I don’t necessarily believe that signaturisation of the em dash was a deliberate strategy.
It truly could have come out of the training data bias. Early on, most users weren’t even bothered as much until the AI generated content witch-hunt began, which is where the em dash suddenly had the limelight shining on it.
On one hand the em dash was being flagged as the tell-tale sign of ChatGPT having been used, and on the other hand many innocent writers were leading a counter-movement of trying to reclaim the em dash. The hue-and-cry led to many users attempt to stay out of controversy’s way by manually editing out their em dashes, but then ChatGPT disobeying users and keeping em dashes in, led to fresh press on that matter.
By this point, OpenAI had to be aware of user need of not wanting em dashes. And as agile as OpenAI has been in the past. They could have tried harder to fix it, but they chose to prioritize other things.
Ruthless Prioritisation – PM’s old friend:
See, in the Tech Product world, we cannot always build everything or fix every bug. It’s always a choice of only fixing the most important problem, or building only the most important features at THAT point in time; and sending everything into the abyss we call the Product backlog, until the tech debt rationalizing cycle kicks in.
There’s business merit in the decision to not fix it now. Almost 97% users of ChatGPT are on the free tier while only 2-3% are paid users (including corporate subscriptions). Compute is expensive, so are the corporate costs and employee costs of maintaining a workforce of very, very smart people.
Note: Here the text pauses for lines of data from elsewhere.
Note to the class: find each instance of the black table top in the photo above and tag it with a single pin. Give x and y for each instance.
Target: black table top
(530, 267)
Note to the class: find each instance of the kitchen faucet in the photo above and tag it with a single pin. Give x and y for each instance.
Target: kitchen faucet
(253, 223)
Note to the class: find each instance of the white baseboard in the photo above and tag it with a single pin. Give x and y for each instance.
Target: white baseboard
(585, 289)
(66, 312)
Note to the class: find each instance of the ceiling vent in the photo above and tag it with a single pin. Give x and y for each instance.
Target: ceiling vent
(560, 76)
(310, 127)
It’s not that they can’t fix it now, they are consciously choosing not to.
I’m not buying the – it can’t be fixed because Gemini has fixed it (illustrated with a delightful example to our Lord and Savior)

If you see, the pros of letting the em dash proliferate even further by people lazily copy-pasting it everywhere just primes us to now see ChatGPT wherever we see an em dash. If not earning money, the em dashes as earning ChatGPT share-of-mind.
Whether accident or strategy, the result is the same: OpenAI may have pulled off the world’s most brilliant subliminal campaign without spending a dollar. The em dash is no longer just a pause in thought. It’s a pause in history – a tiny line shaping how billions of people read and write, and a tactic in the who-wins-the-AI-war.